UDG Healthcare has reported a 9% increase in pre-tax profits for the year to the end of September and said it remained very positive about its future growth prospects.
The Irish international healthcare services company said its adjusted pre-tax profits rose by 9% to €70m, while revenues for the year increased by 5% to €2.127 billion.
UDG's chief executive Liam FitzGerald said that 2014 was another year of substantial progress for the group.
He noted that its operating profit increased by 9%, EPS was 8% ahead of the prior year and its dividend increased by 6%.
The company has proposed a 7% increase in the final dividend to 7.43 cent per share. This gives a total dividend for the year of 10.12 cent per share, up 6% on last year.
The dividend increase continues the company's 25 year history of consistent dividend growth.
UDG reported very strong growth in its Ashfield Commercial and Medical Services division, with full year operating profits up 32% to €43.3m and revenues growing by 27% to €496.7m.
It noted that Ashfield had become a leader in healthcare communications with the purchase of KnowledgePoint360 in March and Galliad in July.
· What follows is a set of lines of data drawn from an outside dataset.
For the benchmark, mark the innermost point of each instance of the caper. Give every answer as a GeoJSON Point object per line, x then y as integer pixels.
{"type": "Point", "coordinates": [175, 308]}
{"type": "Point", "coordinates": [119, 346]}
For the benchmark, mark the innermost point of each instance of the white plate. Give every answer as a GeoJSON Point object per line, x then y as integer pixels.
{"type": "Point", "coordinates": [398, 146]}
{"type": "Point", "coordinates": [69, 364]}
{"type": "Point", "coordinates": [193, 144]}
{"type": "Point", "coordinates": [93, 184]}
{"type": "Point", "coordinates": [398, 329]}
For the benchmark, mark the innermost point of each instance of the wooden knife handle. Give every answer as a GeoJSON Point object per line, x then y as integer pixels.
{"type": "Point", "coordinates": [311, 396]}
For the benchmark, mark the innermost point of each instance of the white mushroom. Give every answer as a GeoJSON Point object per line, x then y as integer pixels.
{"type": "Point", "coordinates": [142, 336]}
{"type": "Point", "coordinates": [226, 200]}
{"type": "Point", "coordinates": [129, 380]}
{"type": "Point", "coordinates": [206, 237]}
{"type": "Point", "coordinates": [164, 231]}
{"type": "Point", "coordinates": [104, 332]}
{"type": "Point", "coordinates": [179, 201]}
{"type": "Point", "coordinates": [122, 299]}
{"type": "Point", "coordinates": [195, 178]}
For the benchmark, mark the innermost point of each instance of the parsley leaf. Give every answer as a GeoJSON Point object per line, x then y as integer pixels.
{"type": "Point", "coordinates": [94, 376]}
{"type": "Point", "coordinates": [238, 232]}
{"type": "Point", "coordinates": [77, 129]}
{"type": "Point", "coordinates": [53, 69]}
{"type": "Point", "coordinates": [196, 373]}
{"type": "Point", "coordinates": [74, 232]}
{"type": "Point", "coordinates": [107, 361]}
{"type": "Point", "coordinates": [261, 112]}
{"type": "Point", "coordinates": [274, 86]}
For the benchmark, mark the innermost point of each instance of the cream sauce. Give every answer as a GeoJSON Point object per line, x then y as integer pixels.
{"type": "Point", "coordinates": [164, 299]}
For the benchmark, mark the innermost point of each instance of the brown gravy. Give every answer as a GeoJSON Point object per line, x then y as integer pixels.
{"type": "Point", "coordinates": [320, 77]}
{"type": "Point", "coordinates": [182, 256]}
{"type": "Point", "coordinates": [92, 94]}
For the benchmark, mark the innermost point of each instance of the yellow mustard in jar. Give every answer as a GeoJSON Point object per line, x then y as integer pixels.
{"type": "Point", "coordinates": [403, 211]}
Revenues at UDG's supply chain services division fell by 2% to €1.451 billion while operating profits dropped by 13% to €40.2m as disposals and market conditions impacted the division's financial performance.
The company said that revenues in its wholesale business were below the previous year and while it continue to increase its market share in Ireland, the overall value of the market declined due to Government-led medicine price reductions.
Operating profits at UDG's Sharp packaging services division grew by 22% to €19.1m while revenues rose 7% to €178.6m as the European business made a modest profit in the 12 month period. The company also said that significant capacity expansion has started for the US business.
UDG's chief executive Liam FitzGerald said that the group has strong market positions and is well positioned to benefit from the growth in outsourcing throughout the healthcare industry as companies react to rapidly changing business requirements.
"Additionally, we are investing in increased capacity, systems, quality and compliance structures to allow clients to outsource key activities with confidence," Mr FitzGerald added.
"The group has considerable long-term financing facilities available and good internally generated cash flow to support our growth objectives. We remain very positive about our future growth prospects," he added.